You definitely have to trust someone at some point, that is true. And I do trust pfSense - otherwise it would be unwise to install it in the first place. Trust does not necessarily mean I agree with all communications that might or might not occur. But with an interface that hides certain rules I lose control over the system. pfSense is based on freeBSD and might (does) contain bugs that can be used to compromise security. Depending how bad it is we might end up being part of a botnet of all pfSense boxes around the world. I just want to make it more obvious for me to see whether rules have changed so my goal is to bring all rules into the gui.

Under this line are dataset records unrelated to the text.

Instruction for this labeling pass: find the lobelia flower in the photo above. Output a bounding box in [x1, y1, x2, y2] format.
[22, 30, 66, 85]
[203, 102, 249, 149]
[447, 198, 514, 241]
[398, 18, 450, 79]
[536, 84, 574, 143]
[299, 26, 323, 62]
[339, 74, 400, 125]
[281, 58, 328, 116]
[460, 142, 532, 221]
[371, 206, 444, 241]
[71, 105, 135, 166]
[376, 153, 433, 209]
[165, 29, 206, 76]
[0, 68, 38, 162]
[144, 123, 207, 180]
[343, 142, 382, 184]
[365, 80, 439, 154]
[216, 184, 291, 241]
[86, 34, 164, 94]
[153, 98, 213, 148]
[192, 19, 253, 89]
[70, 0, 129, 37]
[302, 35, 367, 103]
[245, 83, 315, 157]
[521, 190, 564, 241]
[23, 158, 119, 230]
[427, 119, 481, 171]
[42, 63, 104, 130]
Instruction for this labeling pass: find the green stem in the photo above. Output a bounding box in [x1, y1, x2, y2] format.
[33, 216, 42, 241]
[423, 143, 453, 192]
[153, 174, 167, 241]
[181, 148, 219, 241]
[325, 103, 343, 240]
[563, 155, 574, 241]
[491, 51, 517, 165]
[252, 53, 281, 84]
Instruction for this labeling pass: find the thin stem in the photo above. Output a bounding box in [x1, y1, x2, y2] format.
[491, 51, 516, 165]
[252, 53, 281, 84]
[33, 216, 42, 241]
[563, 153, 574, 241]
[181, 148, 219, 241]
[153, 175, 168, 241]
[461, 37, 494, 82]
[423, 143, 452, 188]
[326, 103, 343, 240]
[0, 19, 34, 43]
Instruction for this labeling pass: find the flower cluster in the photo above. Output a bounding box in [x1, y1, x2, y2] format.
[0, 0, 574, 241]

I have to trust my ISP as well as they control the network I am connecting to. I have a router provided by them and with pfSense in its current default configuration it does not add any value on top of the ISP router.
Saving support effort by allowing everything is not what I consider a good practise. I can understand it as I am working in support myself but from the security perspective it is not what a firewall should be.
People will always mess with the rules anyway, if not changing the default rules they might add rules that negate the effect of the default rules, so the support issues will basically be the same.
The feature that annoyed me most is that pfSense can talk to the internet out of the box
Only the LAN interface any others don't have any rules apart from the default hidden drop any.
he is talking about pfsense itself.. If he feels that pfsense gets him nothing that his isp device, then just use your isp device.. Can tell you for sure it can do anything it wants and you have no control over it at all.
I don't see it as a problem to be honest - like I said its a "trusted" device, I know what is running on it. I can see what its connecting to if I want. Locking down a trusted devices access outbound doesn't buy me much if you ask me. While I will agree in principle min access required is a valid tenet of security..
I think if you want to lock down pfsense itself from talking on the internet you could place floating rules outbound on the wan interface with a source of this firewall that could stop such traffic. Or you could prob edit the outbound nat rules to only nat the localhost address to specific destinations and ports.
I think if you want to lock down pfsense itself from talking on the internet you could place floating rules outbound on the wan interface with a source of this firewall that could stop such traffic.
Yes, I did that and it works, but the reason I started this threat was I did find it a bit strange to create a rule to negate the effect of the default rules if you could just delete the default rules you do not need. I wasn't aware that changing the default rules is that complicated.